Message édité par the best87 le 01-11-2009 à 21:41:52
| sliima a écrit : ou ssn cmt on fai pour mettre le texte sur ce site ? |
est-ce celui là??
"Quand je regarde à cette ardeur indomptable, dequoy tant de milliers d'hommes, femmes, et enfans, se presentent et rejettent à tant de fois, aux dangers inevitables, pour la deffence de leurs dieux, et de leur liberté : cette genereuse obstination de souffrir toutes extremitez et difficultez, et la mort, plus volontiers, que de se soubsmettre à la domination de ceux, de qui ils ont esté si honteusement abusez : et aucuns, choisissans plustost de se laisser defaillir par faim et par jeusne, estans pris, que d'accepter le vivre des mains de leurs ennemis, si vilement victorieuses : je prevois que à qui les eust attaquez pair à pair, et d'armes, et d'experience, et de nombre, il y eust faict aussi dangereux, et plus, qu'en autre guerre que nous voyons.
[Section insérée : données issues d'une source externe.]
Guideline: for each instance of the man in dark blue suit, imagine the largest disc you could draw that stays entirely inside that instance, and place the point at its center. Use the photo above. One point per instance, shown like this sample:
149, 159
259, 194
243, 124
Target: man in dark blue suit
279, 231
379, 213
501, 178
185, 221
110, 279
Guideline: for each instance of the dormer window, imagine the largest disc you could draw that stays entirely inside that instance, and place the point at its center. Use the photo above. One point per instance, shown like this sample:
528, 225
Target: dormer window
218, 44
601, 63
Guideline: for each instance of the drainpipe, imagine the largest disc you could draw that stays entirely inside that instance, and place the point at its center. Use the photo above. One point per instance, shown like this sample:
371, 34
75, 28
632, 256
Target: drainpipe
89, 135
Que n'est tombee soubs Alexandre, ou soubs ces anciens Grecs et Romains, une si noble conqueste : et une si grande mutation et alteration de tant d'empires et de peuples, soubs des mains, qui eussent doucement poly et defriché ce qu'il y avoit de sauvage : et eussent conforté et promeu les bonnes semences, que nature y avoit produit : meslant non seulement à la cultures des terres, et ornement des villes, les arts de deça, en tant qu'elles y eussent esté necessaires, mais aussi, meslant les vertus Grecques et Romaines, aux origineles du pays ? Quelle reparation eust-ce esté, et quel amendement à toute cette machine, que les premiers exemples et deportemens nostres, qui se sont presentez par delà, eussent appellé ces peuples, à l'admiration, et imitation de la vertu, et eussent dressé entre-eux et nous, une fraternelle societé et intelligence ? Combien il eust esté aisé, de faire son profit, d'ames si neuves, si affamees d'apprentissage, ayants pour la plus part, de si beaux commencemens naturels ?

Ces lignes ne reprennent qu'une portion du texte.